Theologian Calls on Synod Delegates to Discern with the Eyes of Jesus

Theologian Calls on Synod Delegates to Discern with the Eyes of Jesus

Rush Urges Synod Delegates to Discern with the Eyes of Jesus

On Oct. 23, theologian Fr. Richard Rush addressed the members of the Synod of Bishops and Pope Francis before they reviewed a draft of a document summarizing their conversations over the past three weeks. The assembly will vote to approve the document on Saturday, shortly before it is expected to be publicly released.

Rush spoke about discernment, the process of seeking God’s will, and told the synod delegates that they should strive to see with the eyes of Jesus. He also warned them of “traps” where they could be “drawn into ways of thinking that are not ‘of God.’”

Traps in Discernment

Rush said that these traps could lie in being anchored exclusively in the past, or exclusively in the present, or not being open to the future fullness of divine truth to which the Spirit of truth is leading the Church.

He said that discerning the difference between opportunities and traps is the task of all the faithful — laity, bishops, and theologians alike.

Static vs. Dynamic Understandings of Tradition

Rush also spoke about a tension during the Second Vatican Council related to two approaches to tradition.

He said that Benedict XVI, then Father Joseph Ratzinger, was a theological consultant at Vatican II and wrote about “a ‘static’ understanding of tradition and a ‘dynamic’ understanding.”

Rush described the static understanding as legalistic, propositional, and ahistorical (i.e., relevant for all times and places), while the dynamic understanding is personalist, sacramental, and rooted in history, and therefore to be interpreted with a historical consciousness.

He said that the static understanding tends to focus on the past, while the dynamic understanding focuses on seeing the past being realized in the present, and yet open to a future yet to be revealed.
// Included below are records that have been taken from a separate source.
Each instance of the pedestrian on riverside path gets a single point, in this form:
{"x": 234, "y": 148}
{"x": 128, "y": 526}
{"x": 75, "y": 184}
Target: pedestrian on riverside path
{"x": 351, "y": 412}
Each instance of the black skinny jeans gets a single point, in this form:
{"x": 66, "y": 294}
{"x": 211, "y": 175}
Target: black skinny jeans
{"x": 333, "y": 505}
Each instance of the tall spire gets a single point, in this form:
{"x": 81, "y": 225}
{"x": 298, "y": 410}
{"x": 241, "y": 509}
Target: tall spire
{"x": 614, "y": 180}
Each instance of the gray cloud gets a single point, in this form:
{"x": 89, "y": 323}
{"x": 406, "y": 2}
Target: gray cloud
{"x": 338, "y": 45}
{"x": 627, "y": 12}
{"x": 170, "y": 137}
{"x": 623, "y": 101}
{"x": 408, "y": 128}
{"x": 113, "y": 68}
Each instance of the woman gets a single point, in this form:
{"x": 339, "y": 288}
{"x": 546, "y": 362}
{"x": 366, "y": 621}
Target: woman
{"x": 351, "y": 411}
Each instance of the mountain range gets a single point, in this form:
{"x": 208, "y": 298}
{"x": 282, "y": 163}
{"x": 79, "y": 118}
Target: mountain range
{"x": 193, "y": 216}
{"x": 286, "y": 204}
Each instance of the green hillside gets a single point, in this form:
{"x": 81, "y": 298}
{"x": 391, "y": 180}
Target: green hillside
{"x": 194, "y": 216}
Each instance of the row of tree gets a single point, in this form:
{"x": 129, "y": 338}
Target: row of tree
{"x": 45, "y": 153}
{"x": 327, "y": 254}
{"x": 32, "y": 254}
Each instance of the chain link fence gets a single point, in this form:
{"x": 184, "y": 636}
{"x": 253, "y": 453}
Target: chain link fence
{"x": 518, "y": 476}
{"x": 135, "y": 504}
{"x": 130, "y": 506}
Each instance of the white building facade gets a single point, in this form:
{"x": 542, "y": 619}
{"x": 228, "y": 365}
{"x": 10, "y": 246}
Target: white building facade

Growth in Insight into Tradition

Rush cited paragraph 8 of Dei Verbum, Vatican II’s dogmatic constitution on divine revelation, and the apostles’ development of the tradition of the Church with the help of the Holy Spirit:

“There is a growth in insight into the realities and words that are being passed on.”

Conclusion

Rush’s address to the synod delegates is a timely reminder of the importance of discernment in the Church’s life.

He urges them to see with the eyes of Jesus, to be aware of the traps that can lie in the path of discernment, and to be open to the future fullness of divine truth. His words are a valuable contribution to the synod’s deliberations.